Humor Heals
Norman
Cousins taught the country this lesson about the healing power of humor many
years ago and we are often reminded of this truth. We know that the act of
laughing is healing. It makes us feel
better and helps us get better. It is
very easy to take ourselves in particular, our careers, and our work much too
seriously.
Close
friends have experienced our occasional over-the-top, out of control laughing,
true guffaws, and sometimes snorting. Does
anything feel better? You cannot laugh while
feeling sorry for yourself. Seeing the
humor in any situation brings relief and release. Did you hear about the drunk who got a
“speeding” ticket after passing out at the wheel of his car? A tragedy when it
happened, yes. Being able to laugh at
the incident in hindsight brings understanding and relief. Our favorite apocryphal joke is about hitting
a pig, reporting the accident anonymously and getting a ticket in the mail for
$500. And how did they find us, you ask:
“The pig squealed.”
Shirley
set the stage for our approach to her treatment for breast cancer, which
included large doses of humor from day one.

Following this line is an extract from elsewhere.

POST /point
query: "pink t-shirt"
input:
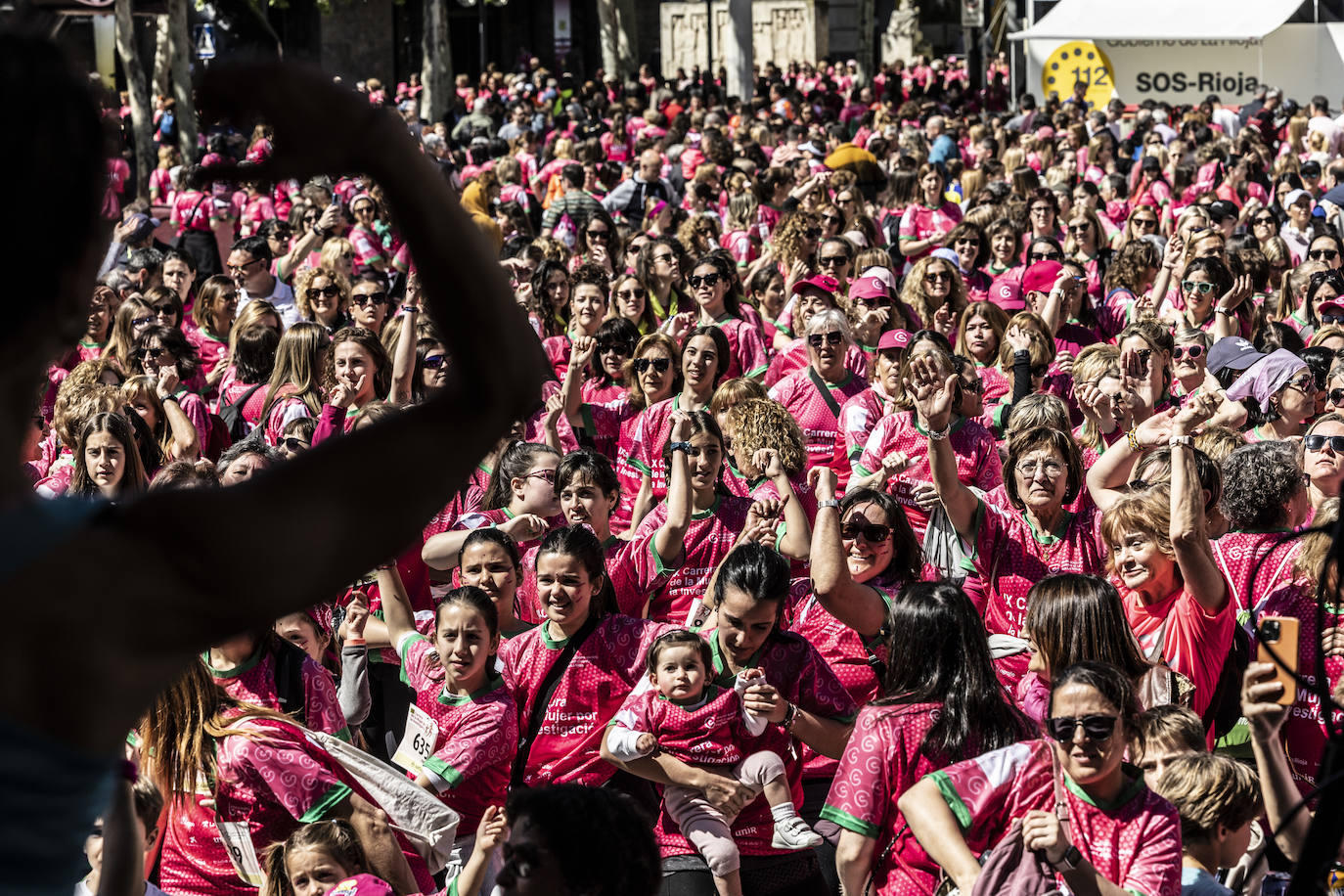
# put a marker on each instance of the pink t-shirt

As she was wheeled in for her first mastectomy, laying on a gurney just
outside the operating room, she looked up and said to her surgeon, Phil
McWhorter: “Hey, Phil, you ought to
charge me half price. I’m pretty
small.” She was the epitome of courage,
strength, and fortitude. She was then
and is today a winner.
A
year later in 1983, Shirley suggested to the hospital’s then President & CEO
that she was being over charged for her mammogram, that she should get a 50%
discount. After all, they only had to take a single x-ray image, not two. What’s fair is fair. She left him speechless. It just makes sense to me.
And
there was her relationship with her oncologist, Dick Hollister, and his
incredible office staff. Do you realize
that over 95% of cancer treatment takes place in a physician’s private office,
not in a hospital? If you choose to work in oncology, you know from the get go
that at least 50% of your patients will die as a result of their disease. And yet Dick and his staff always provided
hope, comfort, and, best of all, large doses of laughter and humor.
Dick
made the choice to become a doctor and treat patients with cancer at age 13
according to his mother, at age 11 according to him. He was the perfect match for Shirley, who
turned him bright red (fairly easy given his red-head’s freckled complex-ion),
when she whipped out her temporary breast prosthesis during his first visit to
her hospital room. He was
speechless. He knew he had a live one,
despite the poor prognosis. Shirley was
an interesting and challenging case for a new oncologist in his first few years
of practice. Jokes were a staple in his
office during the course of our year of treatment. Humor is healing to body, mind, and spirit.